It’s the detailed research that thrills and convinces – lightly worn as it is carefully threaded into the story and the designs so that we, the readers, experience the journey through the dazzled eyes of Mitsuki and Asahi (and the lens of Mitsuki’s camera). The contrasting reactions of an outgoing and impulsive Mitsuki and a sensitive Asahi who tends to think too much about everything, make them a great pair of point-of-view characters. It will be fascinating to see how their relationship changes and evolves as their journeys continue and as they discover different attitudes towards sexual and gender identities.

Mone Sorai’s character designs for his main protagonists are unconventional for a BL series, somewhat reminding this reader of CLAMP in their xxxHOLIC fashion (legs so long and slender!) although the close-ups and depictions of the people they meet are very expressive; Mone Sorai’s distinctive graphic style remains his own. Particularly impressive is his gift for grayscale the places the two of them visit so vividly – and the food, too! (Check out its striking double-page image of the Ganges at sunset – with the awe-inspiring faces of the two travelers below.)

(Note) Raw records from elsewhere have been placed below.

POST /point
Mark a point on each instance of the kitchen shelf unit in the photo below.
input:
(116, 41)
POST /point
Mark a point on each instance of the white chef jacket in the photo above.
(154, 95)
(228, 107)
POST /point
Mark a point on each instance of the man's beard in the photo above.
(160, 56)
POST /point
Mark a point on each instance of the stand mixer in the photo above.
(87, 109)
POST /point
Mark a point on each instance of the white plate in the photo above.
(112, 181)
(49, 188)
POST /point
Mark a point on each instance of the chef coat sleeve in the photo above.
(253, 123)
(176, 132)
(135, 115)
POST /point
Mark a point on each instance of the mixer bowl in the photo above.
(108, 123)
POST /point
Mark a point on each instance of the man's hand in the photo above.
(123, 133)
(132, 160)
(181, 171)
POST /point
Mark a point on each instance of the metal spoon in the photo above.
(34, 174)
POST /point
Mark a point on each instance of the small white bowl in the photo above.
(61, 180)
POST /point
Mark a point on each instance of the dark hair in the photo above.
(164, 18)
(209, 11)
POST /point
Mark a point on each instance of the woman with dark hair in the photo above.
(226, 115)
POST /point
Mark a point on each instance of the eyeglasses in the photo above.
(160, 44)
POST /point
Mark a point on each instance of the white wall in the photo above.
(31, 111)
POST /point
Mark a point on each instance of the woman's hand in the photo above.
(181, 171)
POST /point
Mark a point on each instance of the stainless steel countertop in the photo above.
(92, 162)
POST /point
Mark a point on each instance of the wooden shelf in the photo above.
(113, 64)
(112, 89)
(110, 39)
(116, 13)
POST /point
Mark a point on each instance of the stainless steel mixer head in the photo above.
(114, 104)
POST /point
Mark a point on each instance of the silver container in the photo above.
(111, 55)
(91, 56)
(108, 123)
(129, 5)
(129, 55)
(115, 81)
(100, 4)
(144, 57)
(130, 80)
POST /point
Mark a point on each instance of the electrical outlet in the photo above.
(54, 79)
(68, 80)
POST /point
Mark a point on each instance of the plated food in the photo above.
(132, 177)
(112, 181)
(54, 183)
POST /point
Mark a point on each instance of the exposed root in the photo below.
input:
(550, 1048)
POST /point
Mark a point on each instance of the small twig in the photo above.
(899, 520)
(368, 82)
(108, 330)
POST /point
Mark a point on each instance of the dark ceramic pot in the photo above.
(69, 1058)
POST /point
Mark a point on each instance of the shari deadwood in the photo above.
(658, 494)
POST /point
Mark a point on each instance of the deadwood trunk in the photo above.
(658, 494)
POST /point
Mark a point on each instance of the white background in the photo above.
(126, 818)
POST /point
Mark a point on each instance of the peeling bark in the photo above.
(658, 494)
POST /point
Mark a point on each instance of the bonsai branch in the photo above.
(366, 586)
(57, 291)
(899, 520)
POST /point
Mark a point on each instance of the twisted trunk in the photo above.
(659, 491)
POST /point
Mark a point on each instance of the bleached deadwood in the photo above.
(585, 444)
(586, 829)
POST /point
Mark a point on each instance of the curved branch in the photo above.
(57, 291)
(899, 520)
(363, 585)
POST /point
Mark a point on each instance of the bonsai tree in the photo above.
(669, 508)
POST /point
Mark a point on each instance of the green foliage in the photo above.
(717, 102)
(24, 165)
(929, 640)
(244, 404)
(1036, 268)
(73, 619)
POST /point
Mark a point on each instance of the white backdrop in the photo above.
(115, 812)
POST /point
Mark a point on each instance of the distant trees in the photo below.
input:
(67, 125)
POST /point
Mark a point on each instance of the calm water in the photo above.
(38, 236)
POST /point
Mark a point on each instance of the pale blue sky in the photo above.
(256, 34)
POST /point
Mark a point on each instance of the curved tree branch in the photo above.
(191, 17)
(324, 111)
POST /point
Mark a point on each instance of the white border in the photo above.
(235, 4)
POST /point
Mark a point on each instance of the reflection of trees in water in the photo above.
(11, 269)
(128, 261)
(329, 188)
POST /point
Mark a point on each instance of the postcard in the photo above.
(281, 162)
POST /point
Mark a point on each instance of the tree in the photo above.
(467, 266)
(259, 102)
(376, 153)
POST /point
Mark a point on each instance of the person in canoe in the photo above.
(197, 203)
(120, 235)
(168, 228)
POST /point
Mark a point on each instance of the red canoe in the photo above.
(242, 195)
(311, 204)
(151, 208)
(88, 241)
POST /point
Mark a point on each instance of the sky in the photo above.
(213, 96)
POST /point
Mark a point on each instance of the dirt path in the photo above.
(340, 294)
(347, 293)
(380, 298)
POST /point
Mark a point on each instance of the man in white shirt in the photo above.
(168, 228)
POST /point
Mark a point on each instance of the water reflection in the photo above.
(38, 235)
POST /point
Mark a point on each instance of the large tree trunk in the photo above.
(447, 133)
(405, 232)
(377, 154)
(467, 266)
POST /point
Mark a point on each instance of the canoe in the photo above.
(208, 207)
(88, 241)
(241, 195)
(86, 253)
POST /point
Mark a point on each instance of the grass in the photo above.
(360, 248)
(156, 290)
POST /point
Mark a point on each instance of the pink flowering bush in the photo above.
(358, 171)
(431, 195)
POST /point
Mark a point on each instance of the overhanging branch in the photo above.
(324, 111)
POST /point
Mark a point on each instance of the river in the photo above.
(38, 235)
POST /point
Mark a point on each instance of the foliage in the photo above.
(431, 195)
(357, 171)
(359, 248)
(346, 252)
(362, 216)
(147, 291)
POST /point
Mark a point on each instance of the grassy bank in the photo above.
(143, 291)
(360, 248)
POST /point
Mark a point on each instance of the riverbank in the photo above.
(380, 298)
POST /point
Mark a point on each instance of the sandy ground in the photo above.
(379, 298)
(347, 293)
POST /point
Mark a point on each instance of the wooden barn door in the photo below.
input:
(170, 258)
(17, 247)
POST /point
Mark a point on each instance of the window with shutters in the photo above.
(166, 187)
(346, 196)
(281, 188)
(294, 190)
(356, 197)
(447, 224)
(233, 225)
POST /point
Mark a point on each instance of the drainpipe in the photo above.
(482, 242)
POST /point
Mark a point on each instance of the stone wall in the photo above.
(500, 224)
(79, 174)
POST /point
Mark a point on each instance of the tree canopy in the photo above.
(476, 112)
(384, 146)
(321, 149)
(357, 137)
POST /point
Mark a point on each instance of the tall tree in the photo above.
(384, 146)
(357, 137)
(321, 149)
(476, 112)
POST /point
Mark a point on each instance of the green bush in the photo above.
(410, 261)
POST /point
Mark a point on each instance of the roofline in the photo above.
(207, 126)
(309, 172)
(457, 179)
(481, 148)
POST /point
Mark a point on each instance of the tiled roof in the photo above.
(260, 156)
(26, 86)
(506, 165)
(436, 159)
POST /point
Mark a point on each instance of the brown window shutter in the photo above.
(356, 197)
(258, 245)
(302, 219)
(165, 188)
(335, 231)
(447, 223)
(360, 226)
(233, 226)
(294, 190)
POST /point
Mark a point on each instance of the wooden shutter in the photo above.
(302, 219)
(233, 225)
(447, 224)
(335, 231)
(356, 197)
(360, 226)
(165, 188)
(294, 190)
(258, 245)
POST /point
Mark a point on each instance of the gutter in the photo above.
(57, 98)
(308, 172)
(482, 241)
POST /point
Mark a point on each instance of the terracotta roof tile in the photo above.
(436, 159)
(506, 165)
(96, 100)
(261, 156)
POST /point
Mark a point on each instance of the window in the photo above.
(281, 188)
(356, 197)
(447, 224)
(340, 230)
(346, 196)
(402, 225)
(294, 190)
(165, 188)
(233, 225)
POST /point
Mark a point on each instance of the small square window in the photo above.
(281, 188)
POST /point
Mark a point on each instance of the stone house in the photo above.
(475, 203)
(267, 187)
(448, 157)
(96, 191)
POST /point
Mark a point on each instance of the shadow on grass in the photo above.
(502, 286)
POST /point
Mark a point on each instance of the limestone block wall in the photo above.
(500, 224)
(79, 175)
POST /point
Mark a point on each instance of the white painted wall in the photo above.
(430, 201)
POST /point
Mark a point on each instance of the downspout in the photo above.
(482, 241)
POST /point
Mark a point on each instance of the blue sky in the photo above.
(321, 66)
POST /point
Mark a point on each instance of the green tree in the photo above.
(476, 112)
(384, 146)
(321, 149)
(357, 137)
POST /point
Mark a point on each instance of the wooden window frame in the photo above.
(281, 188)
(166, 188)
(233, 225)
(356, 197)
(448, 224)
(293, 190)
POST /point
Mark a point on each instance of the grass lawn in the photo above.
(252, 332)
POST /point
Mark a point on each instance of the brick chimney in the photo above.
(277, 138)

Tokyopop’s translation is by Katie Kimura and it flows very naturally, conveying the different voices of the people the two men meet, as well as the author’s voice in the background, setting the scene and sometimes adding an observation or two on the way things are going. for both protagonists.

It’s a charming and vivid travelogue, in which we follow the growth of a relationship against a backdrop of changing landscapes and cultures – with all its ups and downs. I look forward to the second volume (coming later this year) in which travelers head to Finland, Germany and Italy!